Listen to part of a lecture in an Astronomy class.

(male professor) OK, moving on. Let me ask an open question. Have any of you ever seen an aurora? Um, maybe you’ve heard it called by its other name the northern lights? Carolyn.

(female student) Yeah, when I was little, it’s the light in the sky, right? I was in Alaska on vacation.

(professor) OK, good. It’s in the very high latitudes, places like Alaska, which is near the North Pole of Earth or areas

near the South Pole, where you’d be able to, uh, see an aurora best. So, what did you think?

(female student) Oh, um, I don’t remember that well. I think it was like just this big stripe of light in the sky, sort of,um, like a big greenish band type of thing.

(professor) A band, huh? Uh, sort of like this?

(female student) Yeah, I think so.

(professor) OK, great. Yeah, looks like a band, or curtain, and the greenish color is quite common, but you’d see other shapes and colors, too, for example, arcs, um, or a red color, and you’d be able to see them when the sky’s clear and dark and, like I said, you’d need to be in higher latitudes. Mat.

(male student) I have to say this is the first I’ve ever heard of something like this. Is it caused by, like, light pollution?Like too much light shining up from some human source or something?

(professor) Like I said, you need a dark and clear sky to experience this, and light pollution, why don’t we take a closer look at these auroras.

(male student) All right.

(professor) Um, let’s start with solar activity, and its interactions with Earth’s magnetic field. See, the Sun, as you know, on the Sun you have constant activity, like explosions and plasma, the Sun’s matter just sort of seething all the time. The explosions from the Sun, they blow tons of superhot, electrically charged particles out into space. These particles break off from the Sun and blow away in all directions. This movement of charged particles is called solar wind.

(male student) I see. So, you’re saying the solar wind’s the cause, but then, um, if the solar wind is blowing from the Sun at ever which way, how come you could only see an aurora in polar regions, or near polar regions?

(professor) Think of Earth as one big giant magnet. So, Earth is surrounded by a magnetic field and we know that every magnet has a north and a south pole, and things get oriented toward those poles. Earth is no exception, right?

(male student) Right.

(professor) OK. Keep in mind that solar wind is electrically charged, which means that it interacts with the magnetic field as electromagnetic theory tells us. OK. How does it interact?
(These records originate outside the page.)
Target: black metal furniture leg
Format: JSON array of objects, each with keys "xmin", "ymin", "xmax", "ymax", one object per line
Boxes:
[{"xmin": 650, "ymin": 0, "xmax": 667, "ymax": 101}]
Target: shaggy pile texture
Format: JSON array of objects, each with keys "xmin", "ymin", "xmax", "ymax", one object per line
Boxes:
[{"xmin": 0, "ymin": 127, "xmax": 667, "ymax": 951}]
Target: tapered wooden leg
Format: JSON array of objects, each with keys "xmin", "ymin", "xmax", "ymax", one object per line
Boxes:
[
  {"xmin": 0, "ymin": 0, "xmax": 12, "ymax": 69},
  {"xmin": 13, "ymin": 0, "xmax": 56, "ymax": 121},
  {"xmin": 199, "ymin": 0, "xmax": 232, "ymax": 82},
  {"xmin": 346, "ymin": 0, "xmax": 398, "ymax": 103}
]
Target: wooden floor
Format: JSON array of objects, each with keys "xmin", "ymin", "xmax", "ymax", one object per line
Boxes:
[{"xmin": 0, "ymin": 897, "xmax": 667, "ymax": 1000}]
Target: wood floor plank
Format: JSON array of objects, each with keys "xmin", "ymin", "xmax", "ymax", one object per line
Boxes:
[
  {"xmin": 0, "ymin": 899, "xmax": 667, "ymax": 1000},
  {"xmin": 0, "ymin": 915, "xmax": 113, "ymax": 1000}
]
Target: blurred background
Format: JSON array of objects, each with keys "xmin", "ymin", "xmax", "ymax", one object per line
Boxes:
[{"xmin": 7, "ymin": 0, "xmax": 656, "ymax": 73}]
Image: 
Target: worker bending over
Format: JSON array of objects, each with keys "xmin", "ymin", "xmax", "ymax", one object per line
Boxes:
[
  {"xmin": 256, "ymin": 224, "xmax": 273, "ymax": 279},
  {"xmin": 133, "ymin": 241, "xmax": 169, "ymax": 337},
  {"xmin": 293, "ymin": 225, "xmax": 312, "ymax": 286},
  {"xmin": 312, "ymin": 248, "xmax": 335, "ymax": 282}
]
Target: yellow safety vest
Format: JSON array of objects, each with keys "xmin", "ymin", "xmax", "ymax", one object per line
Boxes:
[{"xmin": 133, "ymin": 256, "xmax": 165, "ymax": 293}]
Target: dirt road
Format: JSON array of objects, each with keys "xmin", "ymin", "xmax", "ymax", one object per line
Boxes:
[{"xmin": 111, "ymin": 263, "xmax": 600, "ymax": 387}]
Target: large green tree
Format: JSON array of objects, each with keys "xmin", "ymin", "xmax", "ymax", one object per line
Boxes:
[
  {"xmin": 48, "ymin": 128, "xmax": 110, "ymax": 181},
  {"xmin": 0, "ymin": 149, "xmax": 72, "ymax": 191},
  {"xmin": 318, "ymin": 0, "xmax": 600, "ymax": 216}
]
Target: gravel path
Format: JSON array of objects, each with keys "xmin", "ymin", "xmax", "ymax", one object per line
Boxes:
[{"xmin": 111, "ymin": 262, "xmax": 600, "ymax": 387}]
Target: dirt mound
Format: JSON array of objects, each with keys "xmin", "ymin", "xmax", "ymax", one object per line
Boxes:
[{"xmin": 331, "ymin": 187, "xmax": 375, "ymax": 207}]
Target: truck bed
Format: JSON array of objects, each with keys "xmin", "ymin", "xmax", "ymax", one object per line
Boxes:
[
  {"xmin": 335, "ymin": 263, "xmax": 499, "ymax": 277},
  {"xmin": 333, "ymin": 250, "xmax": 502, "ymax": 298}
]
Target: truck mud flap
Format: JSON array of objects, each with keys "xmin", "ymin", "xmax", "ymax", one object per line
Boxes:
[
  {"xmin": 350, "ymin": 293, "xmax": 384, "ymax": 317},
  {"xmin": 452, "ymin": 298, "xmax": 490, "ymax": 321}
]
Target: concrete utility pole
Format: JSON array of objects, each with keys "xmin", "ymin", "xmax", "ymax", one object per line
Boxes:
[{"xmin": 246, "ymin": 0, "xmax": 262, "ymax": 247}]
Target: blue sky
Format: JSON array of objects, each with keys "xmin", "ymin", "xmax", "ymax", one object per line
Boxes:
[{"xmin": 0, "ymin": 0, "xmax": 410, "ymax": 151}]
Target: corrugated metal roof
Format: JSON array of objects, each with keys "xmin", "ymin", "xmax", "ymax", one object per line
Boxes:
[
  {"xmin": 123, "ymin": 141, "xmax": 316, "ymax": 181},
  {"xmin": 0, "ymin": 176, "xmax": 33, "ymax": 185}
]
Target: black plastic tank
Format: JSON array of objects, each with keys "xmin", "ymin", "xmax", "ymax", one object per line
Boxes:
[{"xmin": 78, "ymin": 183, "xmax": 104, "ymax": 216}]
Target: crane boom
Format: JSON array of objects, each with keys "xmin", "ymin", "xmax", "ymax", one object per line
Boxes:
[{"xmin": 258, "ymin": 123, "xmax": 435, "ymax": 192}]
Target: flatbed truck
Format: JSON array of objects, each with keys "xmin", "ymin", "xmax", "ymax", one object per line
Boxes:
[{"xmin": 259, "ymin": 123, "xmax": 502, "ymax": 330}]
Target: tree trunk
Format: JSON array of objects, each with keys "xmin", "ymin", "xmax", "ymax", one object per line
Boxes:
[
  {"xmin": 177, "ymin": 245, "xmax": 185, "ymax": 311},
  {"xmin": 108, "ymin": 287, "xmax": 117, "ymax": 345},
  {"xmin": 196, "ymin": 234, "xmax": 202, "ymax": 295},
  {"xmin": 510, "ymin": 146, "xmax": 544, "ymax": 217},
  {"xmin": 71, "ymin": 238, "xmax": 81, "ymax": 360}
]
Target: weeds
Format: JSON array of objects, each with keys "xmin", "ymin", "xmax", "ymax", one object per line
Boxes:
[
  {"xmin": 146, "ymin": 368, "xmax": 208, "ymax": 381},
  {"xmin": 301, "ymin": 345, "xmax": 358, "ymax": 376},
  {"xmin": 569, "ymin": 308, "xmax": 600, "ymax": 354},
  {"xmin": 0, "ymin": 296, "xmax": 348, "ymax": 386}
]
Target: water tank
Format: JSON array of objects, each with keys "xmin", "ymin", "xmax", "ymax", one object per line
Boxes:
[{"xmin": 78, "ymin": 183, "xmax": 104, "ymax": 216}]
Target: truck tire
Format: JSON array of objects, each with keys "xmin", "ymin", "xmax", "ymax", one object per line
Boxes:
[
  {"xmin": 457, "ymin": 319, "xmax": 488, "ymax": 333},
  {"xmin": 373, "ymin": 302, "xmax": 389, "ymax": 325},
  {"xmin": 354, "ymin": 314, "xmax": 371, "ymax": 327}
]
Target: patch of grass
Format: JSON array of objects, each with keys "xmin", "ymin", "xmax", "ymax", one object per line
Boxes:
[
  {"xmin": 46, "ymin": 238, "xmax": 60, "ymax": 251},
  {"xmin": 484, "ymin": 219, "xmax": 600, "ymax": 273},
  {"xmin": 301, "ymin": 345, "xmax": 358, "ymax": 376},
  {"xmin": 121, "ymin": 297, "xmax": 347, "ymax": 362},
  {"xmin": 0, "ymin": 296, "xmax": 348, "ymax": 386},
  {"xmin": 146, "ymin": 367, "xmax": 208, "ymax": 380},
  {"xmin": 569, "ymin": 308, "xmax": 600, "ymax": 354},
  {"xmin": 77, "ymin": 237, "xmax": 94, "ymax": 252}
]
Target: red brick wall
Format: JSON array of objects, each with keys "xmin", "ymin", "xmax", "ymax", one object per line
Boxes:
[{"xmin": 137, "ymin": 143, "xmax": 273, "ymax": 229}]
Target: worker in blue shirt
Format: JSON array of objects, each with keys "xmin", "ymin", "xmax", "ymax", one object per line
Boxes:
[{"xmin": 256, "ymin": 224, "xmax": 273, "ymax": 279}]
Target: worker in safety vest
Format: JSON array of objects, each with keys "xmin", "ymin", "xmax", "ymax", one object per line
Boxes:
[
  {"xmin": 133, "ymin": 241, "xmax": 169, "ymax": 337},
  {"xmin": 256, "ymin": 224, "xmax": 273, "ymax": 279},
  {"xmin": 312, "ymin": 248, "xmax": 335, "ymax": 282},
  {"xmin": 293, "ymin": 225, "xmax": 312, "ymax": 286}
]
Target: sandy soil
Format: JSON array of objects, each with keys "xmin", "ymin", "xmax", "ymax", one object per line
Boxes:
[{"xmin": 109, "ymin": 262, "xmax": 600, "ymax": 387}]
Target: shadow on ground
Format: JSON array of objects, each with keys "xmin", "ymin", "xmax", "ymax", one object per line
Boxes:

Earth’s magnetic field deflects most of the solar wind, makes it flow around Earth without getting very close and that’s actually quite important because these highenergy particles could be dangerous for living organisms like us if they ever reached Earth’s surface. Some of the charged particles derived from solar wind, however, do get closer, but those are channeled by the magnetic field toward Earth’s poles or polar regions. That’s where they hit the upper atmosphere and create light, the aurora.

(female student) Hum, how do the particles create light?

(professor) Good. Let’s talk about the atmosphere. It’s mostly made up of nitrogen and oxygen, right? It’s thickest closer to the Earth’s surface; gets thinner as you go up. That’s why it’s easier to breathe at lower altitudes, and we get most of our weather in the lower atmosphere, in the first ten miles or so of it. As for the aurora, its lowest edge is about sixty miles above Earth’s surface, and can go up hundreds of miles from there. OK? So, you have those charged solar wind particles hitting the upper atmosphere near the poles, right? These are high-energy electrons. And what happens is these electrons collide, way up in the atmosphere, with the molecules of the gases that are there. Mat.

(male student) You mean oxygen and nitrogen.

(professor) Yes, the gases that make up the atmosphere. So, some of the energy from the charged electrons get transferred to oxygen and nitrogen molecules, which causes the molecules to get into an excited states, which is a technical term for molecules with extra energy, but these molecules hold onto that energy just briefly, and then let it go, and the energy they let go comes out as light. So, when this happens to a lot of molecules at once, they can produce enough light that is visible to people.